Losing touch is kind of a pet theme of Gabel’s, one that’s grown more pronounced since the group moved past the predictable politics and airless didacticism of their early releases into a kind of nuanced—and, ultimately, both more compassionate and more realistic—worldview. Absolutes, after all, don’t make for especially interesting art, and it’s not surprising that Against Me! became more compelling when they started to bend their lyrical exclamation points into question marks. Still, notions of compromise seem to haunt Gabel, and many of the songs on Sunday struggled to reconcile the passions of youth with the expectations of adulthood.
Nowhere was that clearer than in Gabel’s quasi-autobiographical “I Was a Teenage Anarchist,” delivered late in the evening to maximum impact and dedicated slyly by Gabel to “the old punks in the back of the room.” Its chorus consists of just one line, but in it Gabel sounds proud and embarrassed and wistful all at once: “Do you remember when you were young and you wanted to set the world on fire?” Whether it serves as rebuke or rejuvenation, it’s remembering that’s the key.
In the end, though, it was the young punks in the front of the room who won the night.
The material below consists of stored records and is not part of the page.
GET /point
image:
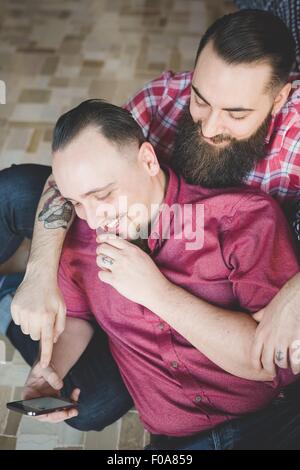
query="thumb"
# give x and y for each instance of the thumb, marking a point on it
(53, 379)
(258, 316)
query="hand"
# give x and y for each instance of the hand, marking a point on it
(44, 382)
(277, 339)
(38, 307)
(132, 272)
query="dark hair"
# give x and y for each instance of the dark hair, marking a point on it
(113, 122)
(249, 36)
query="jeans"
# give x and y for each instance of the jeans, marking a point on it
(21, 187)
(276, 427)
(104, 397)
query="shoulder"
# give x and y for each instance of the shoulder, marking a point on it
(170, 83)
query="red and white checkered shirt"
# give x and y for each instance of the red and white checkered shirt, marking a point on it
(158, 107)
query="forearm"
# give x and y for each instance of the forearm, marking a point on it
(54, 217)
(70, 345)
(224, 336)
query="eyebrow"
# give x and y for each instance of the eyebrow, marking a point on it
(238, 109)
(93, 191)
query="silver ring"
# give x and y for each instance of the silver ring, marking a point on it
(107, 261)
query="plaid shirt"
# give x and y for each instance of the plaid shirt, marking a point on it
(158, 107)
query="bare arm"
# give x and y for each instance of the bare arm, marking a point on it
(38, 306)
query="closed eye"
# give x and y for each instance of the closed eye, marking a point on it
(101, 198)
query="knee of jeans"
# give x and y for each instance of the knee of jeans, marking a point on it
(20, 182)
(86, 424)
(97, 416)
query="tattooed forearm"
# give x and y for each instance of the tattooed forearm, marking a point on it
(57, 212)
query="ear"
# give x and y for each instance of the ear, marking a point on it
(147, 157)
(281, 98)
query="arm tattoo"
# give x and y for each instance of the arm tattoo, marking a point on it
(57, 212)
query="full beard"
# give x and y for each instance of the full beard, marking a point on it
(204, 164)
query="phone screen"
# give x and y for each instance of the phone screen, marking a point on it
(45, 403)
(42, 405)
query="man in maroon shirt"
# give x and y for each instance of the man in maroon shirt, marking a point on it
(164, 246)
(234, 92)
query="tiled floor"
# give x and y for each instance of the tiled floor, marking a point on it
(54, 54)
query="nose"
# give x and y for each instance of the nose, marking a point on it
(211, 125)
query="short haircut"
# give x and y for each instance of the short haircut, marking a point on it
(114, 123)
(250, 36)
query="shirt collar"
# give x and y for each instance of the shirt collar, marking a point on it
(173, 185)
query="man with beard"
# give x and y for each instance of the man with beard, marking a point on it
(186, 366)
(240, 80)
(211, 164)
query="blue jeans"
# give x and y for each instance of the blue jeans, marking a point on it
(21, 187)
(104, 398)
(276, 427)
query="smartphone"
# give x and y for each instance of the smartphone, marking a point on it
(41, 406)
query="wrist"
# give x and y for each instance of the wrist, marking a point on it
(36, 270)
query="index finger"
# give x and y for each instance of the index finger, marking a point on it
(112, 239)
(47, 340)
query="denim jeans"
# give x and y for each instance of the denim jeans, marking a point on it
(21, 187)
(276, 427)
(104, 397)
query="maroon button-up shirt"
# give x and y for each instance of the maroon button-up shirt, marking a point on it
(246, 257)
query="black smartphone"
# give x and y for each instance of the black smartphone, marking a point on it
(42, 405)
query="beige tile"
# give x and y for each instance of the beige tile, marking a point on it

It’s appropriate that a band who spent so much of their career exploring notions of anarchy should find their set ending in exactly that: with a group of first three, then six, then as many as a dozen enthusiastic fans clambering up on the stage, crowding around the microphones and yelling the chorus of the show-closing “We Laugh At Danger (And Break All the Rules)” at the top of their lungs, radiating a combination of euphoria and invincibility. The old punks in the back of the room remember what that felt like.
Critical bias: I identify with most of the protagonists of Gabel’s later songs.
Random notebook dump: I never understood the whole “Beach Ball at a Concert!” phenomenon, and even less so when the show is indoors.